Chapter 1: "Global Prospects and Policies" and Chapter 2: "Country and Regional Perspectives" of the WEO report provide the IMF's macroeconomic projections for real gross domestic product (GDP) growth, consumer prices, real commodity prices and world trade volume at the global, regional and country levels. The world real GDP, which grew at 3.2 percent in 2008 and 5.2 percent in 2007, is projected to contract at 1.3 percent this year. The projections for advanced economies are worse than those for developing economies, except for Turkey. Turkey's real GDP, which grew at 1.1 percent in 2008 and 4.7 percent in 2007, is projected to contract this year at 5.1 percent, in contrast to the official Turkish estimate of 3.6 percent, which was revised recently from a positive growth rate of 4 percent. The Emerging Europe region, which includes Turkey, is projected to contract at 3.7 percent. These projections, which are already beginning to be realized, contradict the Justice and Development Party (AK Party) government's repeated assertions that the global crisis would have only a mild effect on the Turkish economy. The bad news regarding Turkey's sharp output contraction this year is counterbalanced by the projected sharp reductions in its inflation rate and current account deficits. The consumer price inflation is forecast to drop to 6.9 percent from 10.4 percent in 2008 and 8.8 percent in 2007. The current account deficit as a percentage of GDP is projected to fall to 1.2 percent from 5.7 percent in 2008 and 5.8 percent in 2007.
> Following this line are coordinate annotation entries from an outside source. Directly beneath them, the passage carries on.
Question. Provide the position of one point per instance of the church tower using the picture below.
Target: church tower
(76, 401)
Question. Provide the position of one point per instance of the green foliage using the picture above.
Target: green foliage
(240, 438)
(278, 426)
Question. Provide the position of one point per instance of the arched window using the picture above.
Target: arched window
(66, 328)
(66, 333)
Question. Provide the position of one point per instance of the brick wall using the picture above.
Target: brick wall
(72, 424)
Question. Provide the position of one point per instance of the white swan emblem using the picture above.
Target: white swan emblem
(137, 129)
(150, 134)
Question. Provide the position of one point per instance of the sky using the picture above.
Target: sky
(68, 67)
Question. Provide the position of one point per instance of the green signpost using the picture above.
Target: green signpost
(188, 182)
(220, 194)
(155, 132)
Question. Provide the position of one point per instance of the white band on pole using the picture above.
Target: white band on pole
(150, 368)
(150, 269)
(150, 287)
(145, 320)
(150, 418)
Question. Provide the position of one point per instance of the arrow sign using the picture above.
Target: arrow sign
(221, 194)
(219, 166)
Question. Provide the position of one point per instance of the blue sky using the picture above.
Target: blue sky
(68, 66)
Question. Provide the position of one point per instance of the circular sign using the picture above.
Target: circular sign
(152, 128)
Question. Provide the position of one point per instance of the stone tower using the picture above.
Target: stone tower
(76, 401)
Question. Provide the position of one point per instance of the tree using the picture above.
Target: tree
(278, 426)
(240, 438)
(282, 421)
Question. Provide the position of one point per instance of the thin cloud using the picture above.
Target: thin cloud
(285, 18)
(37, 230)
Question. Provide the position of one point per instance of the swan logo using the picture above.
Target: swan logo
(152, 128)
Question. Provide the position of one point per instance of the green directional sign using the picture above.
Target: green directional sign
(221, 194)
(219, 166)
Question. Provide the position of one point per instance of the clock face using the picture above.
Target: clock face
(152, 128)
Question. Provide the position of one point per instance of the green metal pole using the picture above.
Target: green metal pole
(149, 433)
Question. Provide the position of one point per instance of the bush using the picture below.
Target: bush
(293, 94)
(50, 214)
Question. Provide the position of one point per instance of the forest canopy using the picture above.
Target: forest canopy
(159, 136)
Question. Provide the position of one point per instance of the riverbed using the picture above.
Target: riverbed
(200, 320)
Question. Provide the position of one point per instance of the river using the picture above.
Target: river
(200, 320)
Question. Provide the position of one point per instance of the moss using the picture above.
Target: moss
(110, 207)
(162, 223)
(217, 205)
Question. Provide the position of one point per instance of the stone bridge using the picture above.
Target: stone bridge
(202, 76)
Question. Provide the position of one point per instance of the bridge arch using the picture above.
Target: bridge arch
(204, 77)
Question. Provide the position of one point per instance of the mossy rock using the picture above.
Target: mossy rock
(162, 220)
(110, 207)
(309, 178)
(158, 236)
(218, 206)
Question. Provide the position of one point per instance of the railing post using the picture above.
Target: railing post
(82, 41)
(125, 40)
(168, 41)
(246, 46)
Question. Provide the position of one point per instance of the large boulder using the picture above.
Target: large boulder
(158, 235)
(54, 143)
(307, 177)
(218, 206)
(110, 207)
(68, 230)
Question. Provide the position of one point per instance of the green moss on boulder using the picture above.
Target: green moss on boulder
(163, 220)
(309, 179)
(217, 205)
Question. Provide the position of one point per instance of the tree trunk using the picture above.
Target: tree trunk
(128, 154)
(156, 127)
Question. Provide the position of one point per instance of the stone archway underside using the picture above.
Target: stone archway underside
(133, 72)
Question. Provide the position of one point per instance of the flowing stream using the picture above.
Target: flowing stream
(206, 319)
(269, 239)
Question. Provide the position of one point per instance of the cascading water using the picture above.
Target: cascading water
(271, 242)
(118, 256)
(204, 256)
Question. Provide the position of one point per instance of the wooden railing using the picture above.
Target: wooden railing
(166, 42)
In my review of WEO's Chapter 4: "How Linkages Fuel the Fire: The Transmission of Financial Stress from Advanced to Emerging Economies" last week, I drew attention to an intriguing econometric result. It showed that among 18 emerging economies, Turkey was the most susceptible to financial shocks from advanced economies. Turkey not only had the strongest systemic stress transmission among the 18 emerging economies but also the size of its beta coefficient, at larger than unity, indicated that the financial shock was magnified in the transmission. Assuming the IMF's econometric analysis was correct, this result raised questions about the nature of Turkey's linkages with advanced economies. Now that the WEO's Chapter 2 projects such a sharp contraction in Turkey's real GDP this year, could that projected contraction be somehow related to Turkey's exceptionally strong susceptibility to financial shocks from advanced economies, as shown in Chapter 4? It is a question whose answer requires more research. Although a critical premise of the WEO report is that the global financial crisis has exacerbated the global recession, its empirical analyses underlying is macroeconomic projections in Chapters 1 and 2 and the econometric analyses on transmission of financial shocks from advanced to emerging economies in Chapter 4 are not interlinked.